Thinking about my father this holiday season. He and I have our birthdays in December. He would have been ninety this year. After his funeral in 1999, I wrote a piece to tuck away in my memoirs, excerpted here:
My parents were grossly incompatible and had the good sense to divorce after only a few years. Daddy’s second marriage ended with the death of his wife and after that he lived alone, more comfortable without a woman around setting standards. He could spend his retirement lying on the couch in a super-chilled living room watching and re-watching his collection of old Western movies.
Ill health brought a woman into his life, a nurse named Wanda, who got him to write her several large checks before his myocardial infarction. I never met her–she didn’t stick around for the funeral—but when we went for the viewing, there was a red rose in his hand and a card that read, “I love you, Wanda.” As far as I know he’s still clutching that rose, lying there in his chilled mausoleum drawer next to his long-dead wife.
My father owned two pairs of footwear, cowboy boots, his old ones and his new ones. He was buried in his jeans and a Western shirt that snapped shut.

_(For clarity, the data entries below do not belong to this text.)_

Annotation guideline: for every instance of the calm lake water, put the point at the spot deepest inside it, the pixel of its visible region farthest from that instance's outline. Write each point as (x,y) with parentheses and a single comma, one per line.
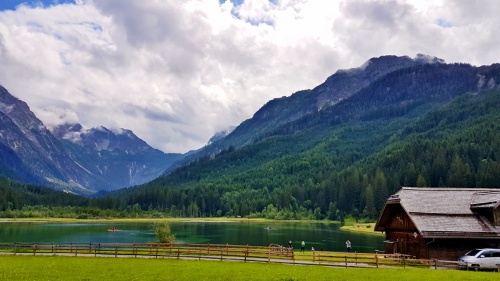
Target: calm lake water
(328,237)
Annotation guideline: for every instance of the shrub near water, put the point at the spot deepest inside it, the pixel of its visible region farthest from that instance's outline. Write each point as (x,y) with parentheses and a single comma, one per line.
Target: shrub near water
(163,232)
(96,268)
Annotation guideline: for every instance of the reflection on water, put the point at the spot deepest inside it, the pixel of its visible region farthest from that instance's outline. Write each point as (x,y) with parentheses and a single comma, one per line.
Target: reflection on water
(318,235)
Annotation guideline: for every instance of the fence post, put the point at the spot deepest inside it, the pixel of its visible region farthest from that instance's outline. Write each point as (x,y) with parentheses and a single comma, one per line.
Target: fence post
(246,253)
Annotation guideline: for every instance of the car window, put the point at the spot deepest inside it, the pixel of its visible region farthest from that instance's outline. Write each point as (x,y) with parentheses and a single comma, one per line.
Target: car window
(486,254)
(472,252)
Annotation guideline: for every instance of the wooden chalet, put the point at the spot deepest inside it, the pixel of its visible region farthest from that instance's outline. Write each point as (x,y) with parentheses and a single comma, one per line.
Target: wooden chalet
(440,223)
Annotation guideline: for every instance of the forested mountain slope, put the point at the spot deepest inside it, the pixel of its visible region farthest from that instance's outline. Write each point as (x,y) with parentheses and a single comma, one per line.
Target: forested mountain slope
(423,125)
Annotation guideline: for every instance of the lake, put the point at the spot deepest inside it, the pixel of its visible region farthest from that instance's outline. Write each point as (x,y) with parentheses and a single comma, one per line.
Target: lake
(324,236)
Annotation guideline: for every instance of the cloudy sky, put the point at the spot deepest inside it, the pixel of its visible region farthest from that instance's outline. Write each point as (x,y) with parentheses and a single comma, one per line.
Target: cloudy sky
(177,71)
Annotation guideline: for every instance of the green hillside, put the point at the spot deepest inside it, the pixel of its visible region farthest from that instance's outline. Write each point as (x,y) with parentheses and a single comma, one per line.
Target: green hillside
(334,170)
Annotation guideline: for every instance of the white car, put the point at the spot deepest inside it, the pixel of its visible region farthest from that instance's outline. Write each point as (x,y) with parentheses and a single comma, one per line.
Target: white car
(481,259)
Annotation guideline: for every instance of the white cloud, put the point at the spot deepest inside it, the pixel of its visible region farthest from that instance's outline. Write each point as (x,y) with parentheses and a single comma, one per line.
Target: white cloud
(175,72)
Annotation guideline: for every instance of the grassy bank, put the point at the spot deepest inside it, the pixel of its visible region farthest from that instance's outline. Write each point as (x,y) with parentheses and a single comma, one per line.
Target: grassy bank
(138,220)
(95,268)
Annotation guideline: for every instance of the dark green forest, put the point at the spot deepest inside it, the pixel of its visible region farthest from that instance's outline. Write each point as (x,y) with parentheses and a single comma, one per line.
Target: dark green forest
(345,161)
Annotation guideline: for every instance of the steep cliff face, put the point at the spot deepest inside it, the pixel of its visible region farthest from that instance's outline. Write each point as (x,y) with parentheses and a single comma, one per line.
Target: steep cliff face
(71,158)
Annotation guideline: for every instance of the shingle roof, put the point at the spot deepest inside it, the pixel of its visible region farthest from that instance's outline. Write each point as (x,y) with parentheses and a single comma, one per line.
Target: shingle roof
(439,212)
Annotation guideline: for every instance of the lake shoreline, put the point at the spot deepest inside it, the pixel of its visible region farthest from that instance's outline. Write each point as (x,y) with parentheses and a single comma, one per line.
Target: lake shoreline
(151,220)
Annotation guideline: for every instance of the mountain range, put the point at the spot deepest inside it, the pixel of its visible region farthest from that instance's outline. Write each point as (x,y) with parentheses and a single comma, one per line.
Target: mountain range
(71,158)
(339,148)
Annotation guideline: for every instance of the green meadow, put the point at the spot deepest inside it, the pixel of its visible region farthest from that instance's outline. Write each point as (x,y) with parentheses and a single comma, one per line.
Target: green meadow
(122,269)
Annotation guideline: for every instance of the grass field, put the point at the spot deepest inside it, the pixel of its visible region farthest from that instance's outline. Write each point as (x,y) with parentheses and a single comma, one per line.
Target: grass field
(124,269)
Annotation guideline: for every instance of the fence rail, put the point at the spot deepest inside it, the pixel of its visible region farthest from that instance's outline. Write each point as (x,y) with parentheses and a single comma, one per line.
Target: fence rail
(226,252)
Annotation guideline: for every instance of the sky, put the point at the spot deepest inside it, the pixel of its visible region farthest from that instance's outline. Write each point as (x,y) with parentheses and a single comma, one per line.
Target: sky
(177,71)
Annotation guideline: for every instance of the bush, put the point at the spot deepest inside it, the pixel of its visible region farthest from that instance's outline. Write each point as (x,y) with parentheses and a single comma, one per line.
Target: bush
(163,232)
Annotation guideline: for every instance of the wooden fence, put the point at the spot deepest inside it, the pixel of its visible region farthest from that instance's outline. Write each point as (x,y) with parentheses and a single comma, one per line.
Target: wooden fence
(226,252)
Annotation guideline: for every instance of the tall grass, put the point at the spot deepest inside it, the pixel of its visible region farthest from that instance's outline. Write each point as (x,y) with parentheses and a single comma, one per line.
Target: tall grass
(124,269)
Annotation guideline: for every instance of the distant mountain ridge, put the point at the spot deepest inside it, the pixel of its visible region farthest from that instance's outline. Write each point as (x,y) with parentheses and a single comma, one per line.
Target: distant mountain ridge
(71,158)
(345,146)
(284,111)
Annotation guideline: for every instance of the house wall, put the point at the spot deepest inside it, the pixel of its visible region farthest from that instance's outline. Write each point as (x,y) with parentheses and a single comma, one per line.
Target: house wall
(404,242)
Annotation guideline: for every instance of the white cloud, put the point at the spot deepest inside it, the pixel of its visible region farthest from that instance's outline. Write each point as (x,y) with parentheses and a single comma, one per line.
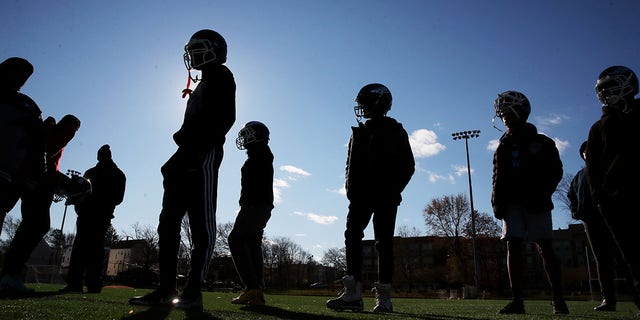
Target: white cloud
(294,170)
(424,143)
(434,177)
(493,145)
(278,185)
(316,218)
(561,145)
(461,170)
(341,191)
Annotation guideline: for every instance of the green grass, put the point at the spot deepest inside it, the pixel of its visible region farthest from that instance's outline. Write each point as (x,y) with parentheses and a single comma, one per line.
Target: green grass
(112,303)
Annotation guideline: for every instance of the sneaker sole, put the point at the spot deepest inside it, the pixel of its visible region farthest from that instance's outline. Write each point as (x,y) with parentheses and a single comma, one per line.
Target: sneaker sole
(342,308)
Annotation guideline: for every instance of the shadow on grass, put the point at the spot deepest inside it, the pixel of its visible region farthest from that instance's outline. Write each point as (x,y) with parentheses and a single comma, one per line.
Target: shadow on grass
(287,314)
(14,295)
(432,316)
(162,312)
(156,313)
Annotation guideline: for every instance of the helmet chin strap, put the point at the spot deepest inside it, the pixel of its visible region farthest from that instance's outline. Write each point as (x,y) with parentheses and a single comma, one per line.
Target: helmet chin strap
(186,91)
(493,122)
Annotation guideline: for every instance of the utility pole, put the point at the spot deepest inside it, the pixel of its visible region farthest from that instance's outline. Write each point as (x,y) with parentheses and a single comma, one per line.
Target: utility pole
(466,135)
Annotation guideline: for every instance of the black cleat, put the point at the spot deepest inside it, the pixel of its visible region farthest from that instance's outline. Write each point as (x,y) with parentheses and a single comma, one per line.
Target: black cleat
(513,307)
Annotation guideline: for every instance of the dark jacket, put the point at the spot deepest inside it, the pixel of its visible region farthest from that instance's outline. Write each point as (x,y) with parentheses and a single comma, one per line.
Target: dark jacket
(22,131)
(612,161)
(380,163)
(579,195)
(107,190)
(210,113)
(257,177)
(526,171)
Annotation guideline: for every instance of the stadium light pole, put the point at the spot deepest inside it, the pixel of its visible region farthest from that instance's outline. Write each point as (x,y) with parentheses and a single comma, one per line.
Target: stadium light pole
(466,135)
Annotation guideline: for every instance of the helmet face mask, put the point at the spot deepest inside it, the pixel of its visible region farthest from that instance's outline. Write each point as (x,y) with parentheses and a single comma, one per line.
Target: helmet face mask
(374,100)
(512,102)
(615,86)
(204,47)
(252,132)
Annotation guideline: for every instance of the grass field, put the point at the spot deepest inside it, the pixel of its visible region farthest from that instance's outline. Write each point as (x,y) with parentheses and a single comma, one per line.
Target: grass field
(112,303)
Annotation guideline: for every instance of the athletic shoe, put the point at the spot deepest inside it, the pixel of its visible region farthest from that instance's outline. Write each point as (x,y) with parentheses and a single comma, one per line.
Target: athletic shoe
(13,284)
(606,306)
(155,298)
(560,307)
(513,307)
(252,297)
(70,289)
(350,297)
(188,300)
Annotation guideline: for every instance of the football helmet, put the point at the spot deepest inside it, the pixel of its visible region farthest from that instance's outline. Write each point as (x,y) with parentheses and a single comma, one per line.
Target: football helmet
(616,84)
(374,100)
(512,102)
(205,46)
(253,131)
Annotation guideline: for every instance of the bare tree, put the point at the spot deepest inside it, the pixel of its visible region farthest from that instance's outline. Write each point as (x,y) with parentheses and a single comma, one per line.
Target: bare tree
(150,249)
(560,195)
(111,237)
(336,258)
(447,217)
(186,241)
(486,226)
(406,232)
(222,234)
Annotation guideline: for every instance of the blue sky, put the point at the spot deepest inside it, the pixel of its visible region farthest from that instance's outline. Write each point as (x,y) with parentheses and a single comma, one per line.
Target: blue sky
(298,65)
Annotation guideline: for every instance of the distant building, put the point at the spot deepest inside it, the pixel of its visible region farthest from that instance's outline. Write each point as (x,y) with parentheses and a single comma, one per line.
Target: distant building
(124,255)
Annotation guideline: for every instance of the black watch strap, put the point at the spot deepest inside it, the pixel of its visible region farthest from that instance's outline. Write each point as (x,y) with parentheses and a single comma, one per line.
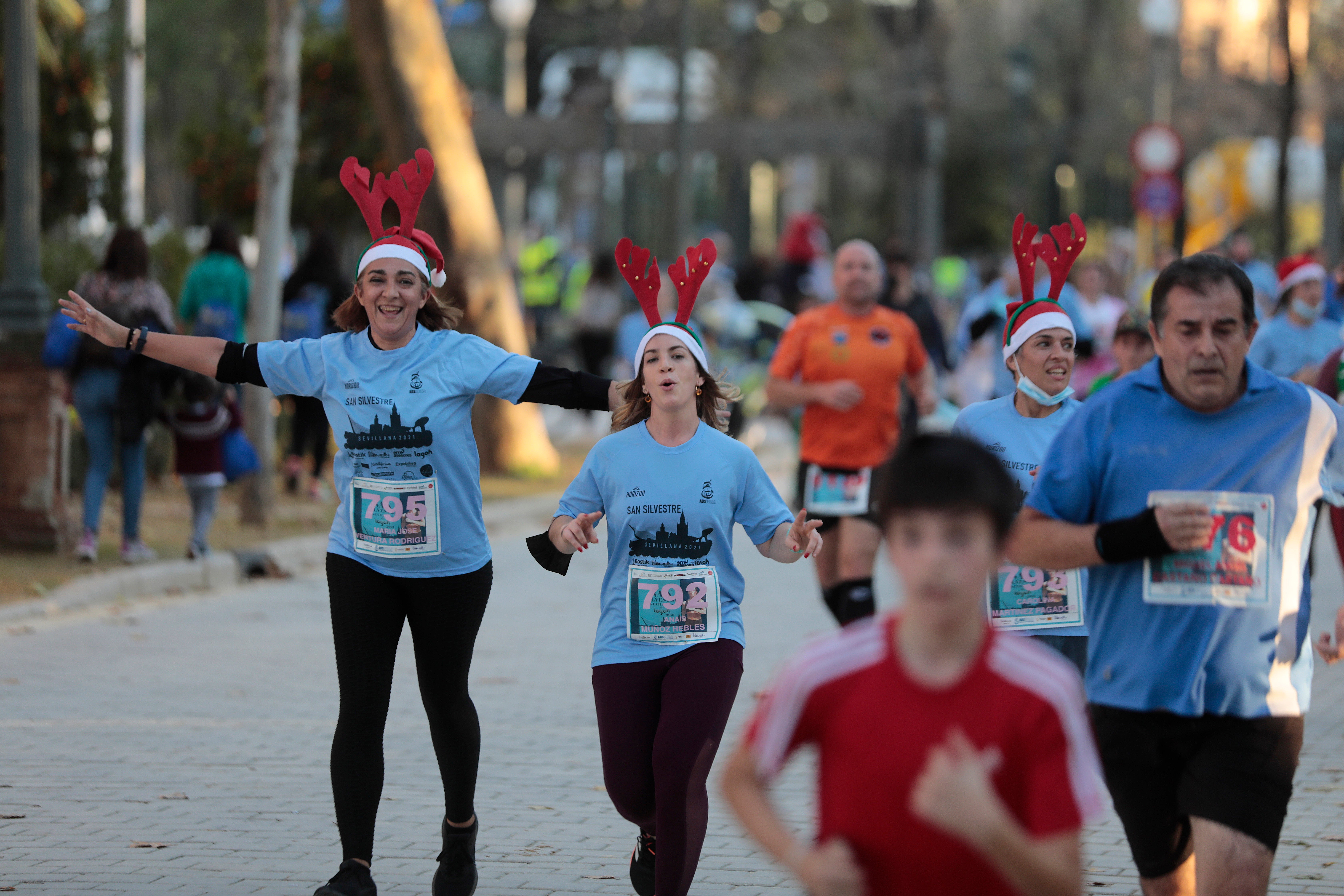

He revered John Wayne, tales of the Old West, and believed in a mythic Texas. He played the guitar and mandolin. He was sentimental about women and children, and he could remember hundreds of bad jokes he picked up from his days driving an 18-wheeler across the nation’s highways, though mostly between the Port of Houston and Lubbock.
Every Christmas season when I listen to John Henry Faulk’s “Christmas Story,” I hear my father’s voice and I bawl my eyes out.